No matter how old you are you can still pursue your dreams and fulfil them. This is what we learnt from our host in Capri Island. Franco was a darling of a host, picking us up from the port of Capri and giving us a brief history of the island on our way to the hotel. Truly, the hotel and the beautiful garden speak volumes of the passion of the nearly 70 year old man. You get drunk in the beauty of everything and the hospitality of this gentleman. He speaks passionately about his grandfather’s winery which he has converted into an artistic abode for tourists. Luscious Roses, Lantanas, Figs, Olives etc are the fruits of his penchant for gardening. As Franco was driving us back to the port, we met the woman whom Franco later described as “A Storm of a Woman”. We have to agree that she indeed was one. Oh my! The energy of this woman was indeed contagious. She kept chatting with us despite a language barrier which didn’t seem to be a problem for her and she was giving off a friendly aura right from the moment she boarded the car. You just don’t get accustomed to the love of the islanders. We left the island with a lot of memories and Franco being a prominent one of them.
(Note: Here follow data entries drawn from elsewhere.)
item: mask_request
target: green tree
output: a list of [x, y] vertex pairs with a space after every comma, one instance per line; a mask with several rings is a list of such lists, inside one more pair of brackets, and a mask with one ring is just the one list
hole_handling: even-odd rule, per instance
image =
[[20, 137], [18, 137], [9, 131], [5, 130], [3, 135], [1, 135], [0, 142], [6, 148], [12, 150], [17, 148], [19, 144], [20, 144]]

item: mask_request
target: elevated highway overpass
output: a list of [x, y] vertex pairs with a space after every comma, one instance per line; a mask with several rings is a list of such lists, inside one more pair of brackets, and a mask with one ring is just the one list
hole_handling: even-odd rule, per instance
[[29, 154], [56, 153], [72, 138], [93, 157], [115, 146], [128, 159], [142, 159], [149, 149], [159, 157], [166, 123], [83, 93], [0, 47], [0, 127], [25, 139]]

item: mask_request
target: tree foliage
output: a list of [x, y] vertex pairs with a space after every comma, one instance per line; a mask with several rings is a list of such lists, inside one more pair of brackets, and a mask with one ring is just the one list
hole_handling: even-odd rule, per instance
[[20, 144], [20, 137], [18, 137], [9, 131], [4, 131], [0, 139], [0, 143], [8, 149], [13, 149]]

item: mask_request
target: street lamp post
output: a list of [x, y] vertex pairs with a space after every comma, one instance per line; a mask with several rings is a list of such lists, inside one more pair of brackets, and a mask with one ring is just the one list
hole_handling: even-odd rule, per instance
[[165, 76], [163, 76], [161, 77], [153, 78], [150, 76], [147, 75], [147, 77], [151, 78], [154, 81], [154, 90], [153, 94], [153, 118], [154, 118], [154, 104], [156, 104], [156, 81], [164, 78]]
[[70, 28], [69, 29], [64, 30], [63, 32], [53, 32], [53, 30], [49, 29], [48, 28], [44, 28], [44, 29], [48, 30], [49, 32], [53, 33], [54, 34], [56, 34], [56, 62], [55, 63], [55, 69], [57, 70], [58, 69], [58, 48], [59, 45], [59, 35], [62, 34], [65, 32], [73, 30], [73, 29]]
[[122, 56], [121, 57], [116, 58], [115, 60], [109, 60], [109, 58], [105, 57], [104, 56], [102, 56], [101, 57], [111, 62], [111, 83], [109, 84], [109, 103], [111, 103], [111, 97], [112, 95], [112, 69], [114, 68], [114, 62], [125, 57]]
Back in France, at a Falafal shop, a Pakistani brother (as I would like to call him) who gave us a free Diet Coke because we are Indians told us that no matter what the Leaders or media say the Pakistanis, Indians and Bangladeshis are all united outside the country. That’s when the glass shattered; shattering all the prejudicial thoughts you grew up with. This is when you realise that you are really growing.
But all was not as beautiful as it sounded so far. It was saddening to see a North Indian couple openly criticise the way we were eating South Indian food using our hands (How else would you eat South Indian meals?) in a South Indian restaurant (un)safely assuming that we don’t understand what they are talking about.
Life is all about this. The diversity of humankind. A rude stranger, a bunch of girls on a fun trip on their own, 4 women in their 50s going on a trekking trip, a polite teenager who gives way to you so that you can have a better view of the statue of Pieta, a stranger offering to help your friend to carry your unbelievably heavy suitcase, a museum staff who says all Indians look alike and gets confused and the list goes on.
You end up carrying a small part of them in your life and heart and you also give away some in the process. The more colourful it is, the more you have loved, lived and grown. And all it takes is that one step.